Jerry P. Jacobs, a producer on “Disaster Movie,” didn’t quite know what to think of Shreveport before he landed here. He knew the city’s industry was busy but not much else.

“All anyone had said was that there wasn’t a lot to do, that I would be bored out of my mind,” said Jacobs, who brought his family here from Los Angeles, partly because there is no direct flight from Shreveport. “I was very pleasantly surprised. It’s a totally nice city. There’s plenty to do. We rented affordable houses on the golf course for affordable prices. It’s great. It’s not at all what I was expecting.”

Speaking by phone from Los Angeles, producer Peter Safran called Shreveport “an incredibly welcoming city.” He’s also producing “Disaster Movie” (aka “Goodie Two Shoes”), a spoof project starring Carmen Electra and Kim Kardashian. It wraps early this month.

“They have been able to shut down major streets downtown without major problems whatsoever,” Safran said. “Frankly, it’s easier to shoot there than on many studio back lots.”

Since producers are in the business of making movies affordable, they keep an eye on what other states offer in terms of tax incentives. New Mexico, Connecticut, Massachusetts and Pennsylvania have been successful in luring productions. And Michigan recently got on board by offering a 40 percent rebate on in-state expenses.

“Michigan’s new tax credit is going to get people there,” Safran said matter of factly, and it’s just another sign many states are interested in taking a piece of the Hollywood pie.

With Shreveport’s three proven production facilities — StageWorks of Louisiana, Mansfield Studios and Stage West — and a $10 million studio set to be built by Nu Image/Millennium Films, it doesn’t appear the city’s business is going to slow soon.
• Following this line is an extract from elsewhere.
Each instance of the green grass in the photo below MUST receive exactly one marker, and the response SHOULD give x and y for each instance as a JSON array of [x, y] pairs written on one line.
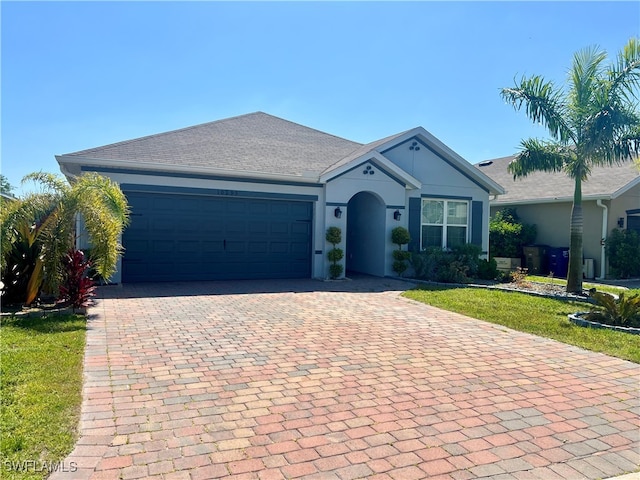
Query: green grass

“Our infrastructure has improved and we’ve added more vendors,” Acree said. She’s also excited the Louisiana Wave Studio, a 750,000-gallon facility built in 2005 for “The Guardian,” has attracted recent business from a Jim Carrey movie called “I Love You, Phillip Morris” and the locally made “Microwave Park.”

A possible strike by the Screen Actors Guild at the end of June could disrupt production on a national level, but it has contributed to a recent fury of production nationwide.

“Everybody who makes movies is making a movie right now,” Jacobs said.

While the industry, as a whole, could see a downturn during the summer, Acree believes Shreveport will stay busy.

“I think we’re going to have several projects this summer because they’ve already made agreements with SAG,” Acree said.

With many locally made movies set to be released, the buzz about Shreveport may also carry into the summer and fall. “The Longshots” (aka “Comeback”) is aiming for July 25, “Disaster Movie” for Aug. 29 and “Soul Men” for Nov. 14. And if all goes as planned, “W.” will be released before the presidential election.

Eric Kopeloff, executive producer for “W.,” wouldn’t guarantee it but said they’re working toward that goal.

“I think it would be really interesting,” he said.

Dropping a locally filmed Oliver Stone movie into Oscar season would excite Shreveporters, too.